The bill, which was brought by Republican congressman Paul Gosar, intends to cover a lot of ground – including everything from stipulating which agency is responsible for which type of cryptocurrency to increasing the burden on agencies to report what they find.

The bill has been termed “The Cryptocurrency Act of 2020”.

According to crypto press, the stated aim of the bill is to “clarify which Federal agencies regulate digital assets, to require those agencies to notify the public of any Federal licenses, certification, or registrations required to trade such assets, and for other purposes”.

Interestingly, and perhaps most crucially, it also proposes to define various digital assets in particular ways.

It intends to define cryptocurrency, for example, as “representations of United States currency or synthetic derivatives resting on a blockchain”.

It also aims to create a category of “cryptosecurity”, which would refer to “all debt, equity, and derivative instruments that rest on a blockchain or decentralized cryptographic ledger”.

If passed, it would also oblige the Securities and Exchange Commission (SEC) as well as the Commodity Futures Trading Commission (CFTC) to provide a list of licensed crypto asset trading organisations to the public.

The move from Gosar comes not long after a governor at the US Federal Reserve, Lael Brainard, claimed that the murky issue of whether or not a crypto asset is a security is causing problems for many regulators.

“Our current framework is based largely on whether a cryptocurrency is deemed to be a security or has associated derivative financial products and whether the participating institutions have a supervisory agency overseeing their activities”, she said.

“Unlike many other jurisdictions, regulators do not have plenary authority over retail payments in the United States”, she added.

She also argued that there was an important international dimension to the issue.

“(R)egulatory challenges are likely to be inherently cross-border in nature”, she said.

“Because stablecoins and other cryptocurrencies are unlikely to be bound by physical borders, regulatory actions in one jurisdiction are unlikely to be fully effective without coordinated action elsewhere”, she added during a speech in Germany.

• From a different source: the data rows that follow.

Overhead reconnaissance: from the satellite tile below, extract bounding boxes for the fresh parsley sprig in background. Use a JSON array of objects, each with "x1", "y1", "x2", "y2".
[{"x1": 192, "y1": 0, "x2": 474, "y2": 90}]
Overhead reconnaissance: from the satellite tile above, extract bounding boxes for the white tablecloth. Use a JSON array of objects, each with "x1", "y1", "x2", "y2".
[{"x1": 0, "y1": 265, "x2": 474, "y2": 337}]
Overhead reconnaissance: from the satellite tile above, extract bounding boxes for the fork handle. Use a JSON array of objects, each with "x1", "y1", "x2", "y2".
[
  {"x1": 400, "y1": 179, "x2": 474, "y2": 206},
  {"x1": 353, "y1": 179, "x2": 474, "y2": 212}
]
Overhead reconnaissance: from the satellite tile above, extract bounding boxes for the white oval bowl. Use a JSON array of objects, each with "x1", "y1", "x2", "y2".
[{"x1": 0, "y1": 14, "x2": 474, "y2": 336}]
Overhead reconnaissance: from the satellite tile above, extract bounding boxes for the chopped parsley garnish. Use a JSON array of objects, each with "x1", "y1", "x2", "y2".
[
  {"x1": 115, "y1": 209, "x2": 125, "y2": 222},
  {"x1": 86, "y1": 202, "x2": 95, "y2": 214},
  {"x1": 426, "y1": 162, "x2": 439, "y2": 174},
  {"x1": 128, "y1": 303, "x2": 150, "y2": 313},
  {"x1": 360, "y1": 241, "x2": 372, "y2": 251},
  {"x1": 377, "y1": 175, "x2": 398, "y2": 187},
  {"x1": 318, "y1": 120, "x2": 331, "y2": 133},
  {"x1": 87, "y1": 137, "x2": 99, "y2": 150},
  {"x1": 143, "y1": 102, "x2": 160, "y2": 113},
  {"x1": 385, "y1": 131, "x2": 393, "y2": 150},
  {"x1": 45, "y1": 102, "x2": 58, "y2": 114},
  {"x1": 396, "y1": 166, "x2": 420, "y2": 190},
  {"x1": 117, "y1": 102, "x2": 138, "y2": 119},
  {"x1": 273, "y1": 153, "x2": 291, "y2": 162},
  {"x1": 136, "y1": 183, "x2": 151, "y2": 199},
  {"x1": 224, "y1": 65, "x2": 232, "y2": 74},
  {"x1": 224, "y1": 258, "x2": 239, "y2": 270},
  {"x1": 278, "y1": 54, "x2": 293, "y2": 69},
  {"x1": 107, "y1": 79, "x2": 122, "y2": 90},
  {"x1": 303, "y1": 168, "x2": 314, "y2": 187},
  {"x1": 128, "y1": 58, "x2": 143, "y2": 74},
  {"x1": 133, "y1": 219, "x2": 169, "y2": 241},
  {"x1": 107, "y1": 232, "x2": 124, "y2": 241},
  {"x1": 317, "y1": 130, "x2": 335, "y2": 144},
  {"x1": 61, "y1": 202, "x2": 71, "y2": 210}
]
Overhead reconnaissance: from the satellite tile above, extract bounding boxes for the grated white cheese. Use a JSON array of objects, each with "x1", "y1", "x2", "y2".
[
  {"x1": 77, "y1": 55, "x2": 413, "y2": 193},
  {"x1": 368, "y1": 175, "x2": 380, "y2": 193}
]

OneCoin lawsuit to persist after court decision

A lawsuit against a man associated with the alleged Ponzi scheme OneCoin is set to continue after a judge gave the go-ahead for it to persist.

The decision to pursue the lawsuit came from the New York Southern District Court, despite a conversation occurring about a possible pre-indictment disposition for one of those accused.

David Pike, who was the chief operating officer of a private equity which OneCoin allegedly collaborated with in order to enhance its legitimacy, may face the disposition.

The case, which focuses in part on money laundering claims, will now continue until 12th January.